Che dire? Ne abbiamo sentite di tutti i colori, dagli insegnanti che si lamentano perché non hanno un pc (e, per onestà intellettuale, bisogna dire che i governi, tra le tante brutture degli ultimi anni, hanno comunque garantito ai docenti di ruolo un bonus annuo di 500 euro per l’acquisto anche di questo tipo di prodotti), alla connessione ballerina, agli studenti che non partecipano e via dicendo. Ma si sa, è una situazione emergenziale e ognuno fa quello che può. Ha ragione la Lucia (Azzolina) a dire che gli insegnanti stanno dando il meglio di sé in questo frangente tenendo lezioni online anche se hanno figli piccoli ed urlanti attaccati alle ginocchia e  il cane che abbaia inviperito o la tavoletta grafica che fa i capricci e chi più ne ha, più ne metta. Ma la DAD non è, né sarà mai la presenza, la possibilità di vedere negli occhi l’interesse o meno dei ragazzi. Ed io, docente, non posso, non riesco, a far sentire, la passione, la commozione che mi prende recitando “E il naufragar m’è dolce in questo mare”. Non davanti ad uno schermo, no, il Giovane Favoloso merita di meglio. E questo lo sa, la Lucia. Ma è vero, siamo in emergenza, roba da Spagnola del 1918, cara Lucia. E tu ti sei ritrovata, da ministro, sulla testa una tegola inimmaginabile per cui emani decreti indecifrabili in cui dici tutto ed il contrario di tutto. Ma una cosa ti deve essere chiara in questa fumosa urgenza: che non ci saranno mai tutti nella tua iperelogiata DAD. Questo è il vero dramma, il vulnus, il lutto della didattica a distanza.

Non ci sarà il figlio della famiglia disfunzionale che, tra un padre alcolista e una madre depressa, non troverà la forza, chiuso nel proprio inferno personale, di connettersi con una realtà in cui nessuno gli può dare un buffetto sulla guancia, in classe, per dirgli in silenzio “Qui sei al sicuro”.

Non ci sarà il figlio dell’operaio a 1200 euro al mese che non possiede un cellulare ultimo modello con funzioni che gli consentano di fare video lezioni, presentazioni ed invio compiti.

Non ci sarà il figlio affetto da handicap grave, che non sente e/o non parla e la cui interazione con il docente, a scuola, è basata tutta sulla presenza, sugli stimoli  tattili e visivi, sulle sensazioni e sulla lettura dei dettagli, dei cambi di espressione.

Non ci sarà il figlio degli immigrati recenti che ancora fatica ad esprimersi in una lingua non sua, una lingua che imparerà certo grazie all’alfabetizzazione, ma soprattutto grazie all’interscambio con i compagni.

Insomma, cara Lucia, nonostante i tuoi sforzi e le tue dichiarazioni, non ci saranno gli ultimi, quelli che della scuola invece hanno più bisogno.
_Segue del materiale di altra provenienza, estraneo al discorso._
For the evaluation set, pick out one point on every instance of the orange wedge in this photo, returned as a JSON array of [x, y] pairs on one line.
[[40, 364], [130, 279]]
E forse, cara Lucia, tu lo sai in cuor tuo, ma non lo puoi dire, anzi: centri il focus sui programmi (concetto peraltro molto opinabile dopo le Indicazioni Nazionali del 2012) perché non sai come si possano davvero raggiungere gli ultimi, quegli ultimi che restano sempre gli ultimi e che non saranno i primi. Mai.